Actually I find bolting the fence to the base a good long term solution as you can untighten the bolts and reposition the fence (larger holes than that bolt) to accommodate sled misalignments over time.

-- ㊍ When in doubt - There is no doubt - Go the safer route.

View Loren's profile


10379 posts in 3643 days

#3 posted 12-17-2010 07:43 AM

I believe phenolic is a bit stiffer than wood. I saw one guy’s directions
for a sled and he laminated phenolic to the bottom of a piece of flat
6mm baltic birch I think. You have to laminate something to the other
side too in order to keep the panel flat.

The whole idea is to keep the weight down. If you’re doing cabinets
you need 25” or more of real usable capacity for squaring on a sled.
Real easily, if you overbuild, the weight of the jig can get up to 20 lbs.
or more.

I haven’t built a sled in awhile but when I do it will be as light as I can
make it and still be stiff and flat enough to be an accurate tool.

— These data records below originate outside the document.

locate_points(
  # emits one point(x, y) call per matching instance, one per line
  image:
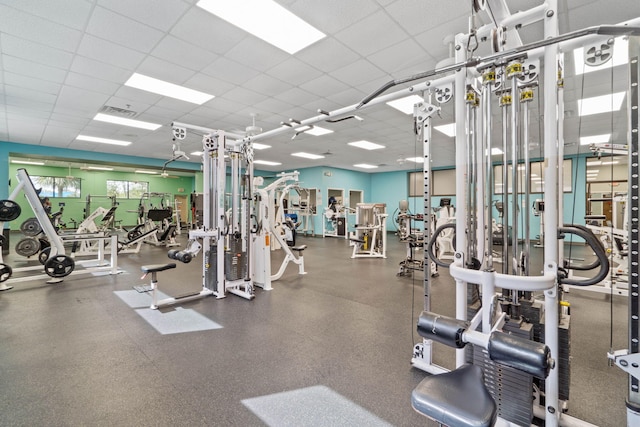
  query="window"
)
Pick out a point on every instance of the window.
point(57, 186)
point(127, 189)
point(443, 183)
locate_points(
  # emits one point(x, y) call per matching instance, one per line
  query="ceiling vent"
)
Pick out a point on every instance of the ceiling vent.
point(116, 111)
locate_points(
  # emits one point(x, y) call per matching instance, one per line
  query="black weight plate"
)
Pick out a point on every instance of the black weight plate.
point(43, 256)
point(9, 210)
point(28, 247)
point(59, 266)
point(5, 272)
point(31, 227)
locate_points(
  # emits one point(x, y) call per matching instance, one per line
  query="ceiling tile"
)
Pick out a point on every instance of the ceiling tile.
point(31, 83)
point(124, 31)
point(358, 72)
point(81, 99)
point(294, 71)
point(365, 37)
point(324, 85)
point(333, 15)
point(111, 53)
point(11, 91)
point(404, 57)
point(267, 85)
point(177, 51)
point(33, 28)
point(163, 70)
point(207, 31)
point(100, 70)
point(328, 55)
point(84, 81)
point(70, 13)
point(32, 69)
point(231, 71)
point(162, 15)
point(208, 84)
point(21, 48)
point(256, 53)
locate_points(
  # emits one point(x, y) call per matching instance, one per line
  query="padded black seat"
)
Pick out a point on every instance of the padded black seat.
point(456, 399)
point(153, 268)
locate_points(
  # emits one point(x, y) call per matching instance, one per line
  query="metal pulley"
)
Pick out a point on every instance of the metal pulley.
point(444, 94)
point(5, 272)
point(498, 39)
point(59, 266)
point(514, 69)
point(598, 54)
point(28, 246)
point(31, 227)
point(530, 71)
point(9, 210)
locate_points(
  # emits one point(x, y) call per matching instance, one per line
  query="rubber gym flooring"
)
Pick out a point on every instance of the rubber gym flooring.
point(332, 347)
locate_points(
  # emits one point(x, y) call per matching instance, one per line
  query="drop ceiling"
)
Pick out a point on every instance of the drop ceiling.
point(63, 61)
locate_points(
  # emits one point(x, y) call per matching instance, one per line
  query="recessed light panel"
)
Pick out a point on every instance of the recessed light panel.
point(307, 155)
point(449, 129)
point(620, 57)
point(405, 104)
point(142, 82)
point(600, 104)
point(266, 20)
point(266, 163)
point(318, 131)
point(366, 145)
point(126, 122)
point(595, 139)
point(102, 140)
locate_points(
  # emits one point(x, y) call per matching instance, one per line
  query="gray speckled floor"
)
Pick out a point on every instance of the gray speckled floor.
point(76, 354)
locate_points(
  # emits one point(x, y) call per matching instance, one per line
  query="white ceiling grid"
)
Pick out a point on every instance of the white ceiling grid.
point(62, 61)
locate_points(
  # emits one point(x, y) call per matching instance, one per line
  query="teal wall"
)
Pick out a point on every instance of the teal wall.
point(93, 182)
point(386, 187)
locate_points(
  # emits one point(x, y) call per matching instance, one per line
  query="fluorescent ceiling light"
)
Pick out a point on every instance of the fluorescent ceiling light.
point(142, 82)
point(27, 162)
point(318, 131)
point(405, 104)
point(449, 130)
point(126, 122)
point(595, 139)
point(266, 162)
point(600, 104)
point(307, 155)
point(366, 145)
point(620, 57)
point(102, 140)
point(266, 20)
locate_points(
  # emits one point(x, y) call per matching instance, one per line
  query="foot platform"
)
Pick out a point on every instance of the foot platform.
point(154, 268)
point(457, 399)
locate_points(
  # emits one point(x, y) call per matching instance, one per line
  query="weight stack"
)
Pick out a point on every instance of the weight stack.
point(235, 267)
point(211, 268)
point(511, 389)
point(564, 352)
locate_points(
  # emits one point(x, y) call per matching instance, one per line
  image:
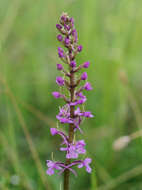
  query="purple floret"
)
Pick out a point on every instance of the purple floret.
point(60, 81)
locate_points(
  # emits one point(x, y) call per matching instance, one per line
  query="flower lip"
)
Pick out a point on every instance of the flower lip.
point(56, 94)
point(88, 86)
point(59, 67)
point(84, 76)
point(86, 64)
point(79, 48)
point(58, 26)
point(60, 81)
point(59, 37)
point(73, 64)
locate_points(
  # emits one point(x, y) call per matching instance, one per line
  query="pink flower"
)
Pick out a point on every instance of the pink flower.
point(60, 81)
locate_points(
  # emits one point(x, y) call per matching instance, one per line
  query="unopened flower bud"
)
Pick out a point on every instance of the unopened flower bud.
point(59, 67)
point(59, 37)
point(86, 64)
point(73, 64)
point(84, 76)
point(121, 143)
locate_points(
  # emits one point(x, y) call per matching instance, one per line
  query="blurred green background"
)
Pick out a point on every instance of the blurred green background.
point(111, 34)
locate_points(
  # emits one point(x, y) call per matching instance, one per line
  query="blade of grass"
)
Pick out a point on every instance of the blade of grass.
point(27, 135)
point(12, 154)
point(122, 178)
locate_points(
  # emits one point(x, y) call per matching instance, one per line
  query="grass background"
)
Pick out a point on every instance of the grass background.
point(110, 32)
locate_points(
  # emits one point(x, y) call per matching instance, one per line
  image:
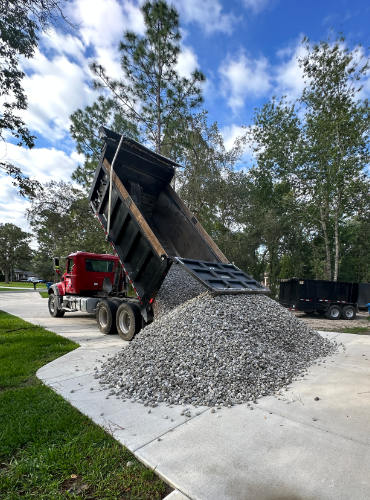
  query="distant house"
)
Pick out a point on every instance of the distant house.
point(20, 275)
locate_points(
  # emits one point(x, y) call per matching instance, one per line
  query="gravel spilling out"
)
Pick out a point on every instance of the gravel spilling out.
point(178, 287)
point(213, 351)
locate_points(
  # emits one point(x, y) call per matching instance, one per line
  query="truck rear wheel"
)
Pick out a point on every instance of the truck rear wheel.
point(53, 307)
point(348, 312)
point(334, 312)
point(128, 320)
point(106, 316)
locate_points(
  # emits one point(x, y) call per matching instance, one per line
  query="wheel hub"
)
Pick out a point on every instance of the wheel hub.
point(124, 322)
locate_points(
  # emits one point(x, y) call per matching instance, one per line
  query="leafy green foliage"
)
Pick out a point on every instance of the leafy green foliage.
point(15, 249)
point(85, 124)
point(151, 93)
point(63, 223)
point(318, 148)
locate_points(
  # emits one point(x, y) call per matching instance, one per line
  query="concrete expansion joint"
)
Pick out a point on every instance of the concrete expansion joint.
point(313, 426)
point(159, 437)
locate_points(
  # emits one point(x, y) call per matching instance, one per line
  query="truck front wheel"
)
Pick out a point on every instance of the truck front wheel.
point(106, 316)
point(349, 312)
point(334, 312)
point(128, 320)
point(53, 307)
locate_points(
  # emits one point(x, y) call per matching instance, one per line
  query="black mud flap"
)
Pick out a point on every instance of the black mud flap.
point(221, 278)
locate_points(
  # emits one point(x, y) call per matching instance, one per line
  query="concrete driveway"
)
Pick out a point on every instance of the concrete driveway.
point(309, 442)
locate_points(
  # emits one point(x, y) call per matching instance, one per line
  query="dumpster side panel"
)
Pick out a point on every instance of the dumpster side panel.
point(363, 294)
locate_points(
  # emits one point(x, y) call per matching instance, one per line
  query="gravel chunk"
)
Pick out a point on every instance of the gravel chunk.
point(178, 287)
point(212, 351)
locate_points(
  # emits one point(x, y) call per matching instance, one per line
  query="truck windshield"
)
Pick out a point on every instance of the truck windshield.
point(100, 266)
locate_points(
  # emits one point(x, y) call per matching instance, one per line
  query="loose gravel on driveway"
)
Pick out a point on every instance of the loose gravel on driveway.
point(212, 351)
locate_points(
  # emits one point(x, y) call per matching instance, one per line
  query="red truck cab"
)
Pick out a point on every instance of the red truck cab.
point(85, 273)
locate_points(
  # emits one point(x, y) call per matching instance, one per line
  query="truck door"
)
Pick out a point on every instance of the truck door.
point(70, 276)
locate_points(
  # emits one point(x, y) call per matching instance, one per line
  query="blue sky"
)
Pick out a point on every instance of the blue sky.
point(247, 50)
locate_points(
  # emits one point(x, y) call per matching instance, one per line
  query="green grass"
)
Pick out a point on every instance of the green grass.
point(21, 284)
point(48, 449)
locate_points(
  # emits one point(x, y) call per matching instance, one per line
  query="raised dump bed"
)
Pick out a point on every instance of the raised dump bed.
point(150, 227)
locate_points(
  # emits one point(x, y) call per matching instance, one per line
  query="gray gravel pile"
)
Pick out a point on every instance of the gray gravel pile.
point(213, 351)
point(178, 287)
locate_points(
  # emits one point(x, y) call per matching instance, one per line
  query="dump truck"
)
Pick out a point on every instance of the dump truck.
point(150, 229)
point(334, 299)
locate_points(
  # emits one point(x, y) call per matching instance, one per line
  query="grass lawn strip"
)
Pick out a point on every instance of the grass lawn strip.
point(21, 284)
point(48, 449)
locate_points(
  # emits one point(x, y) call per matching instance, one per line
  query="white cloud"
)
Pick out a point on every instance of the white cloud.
point(43, 164)
point(208, 13)
point(243, 77)
point(288, 74)
point(55, 88)
point(255, 5)
point(187, 62)
point(230, 133)
point(63, 43)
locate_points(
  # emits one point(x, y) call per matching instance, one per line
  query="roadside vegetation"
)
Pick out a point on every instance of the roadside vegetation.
point(48, 449)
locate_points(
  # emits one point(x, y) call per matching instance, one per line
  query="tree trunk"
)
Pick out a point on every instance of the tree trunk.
point(336, 242)
point(327, 246)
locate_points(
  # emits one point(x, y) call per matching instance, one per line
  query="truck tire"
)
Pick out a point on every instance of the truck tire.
point(128, 320)
point(349, 312)
point(334, 312)
point(106, 316)
point(53, 307)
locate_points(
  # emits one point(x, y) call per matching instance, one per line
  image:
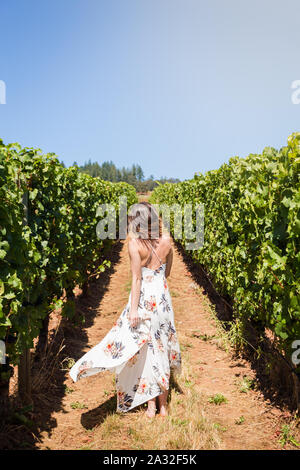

View newwoodbutcher's profile


740 posts in 2845 days

#4 posted 12-17-2010 08:46 AM

Hmm. Weight. I hadn’t considered that. I have a 50” rip fence and was thinking I would make the sled pretty big as I need it to support long stock when crosscutting (78” long bed rail tenon shoulders for the first job) since I have smaller jobs covered with the Dubby for up to 4-5 foot long stock, I want to make this sled specifically for large stock. I’ve got a piece of 3/4” Phenolic coated (both sides) plywood I was planning to use. I’ll have to check it for heft including both a fence and rear rail. As I recall that piece of coated plywood was pretty heavy. . . Something to think about. Thank you!

-- Ken

View newwoodbutcher's profile


740 posts in 2845 days

#5 posted 12-17-2010 08:48 AM

PurpLev, thanks I was thinking bolts as well.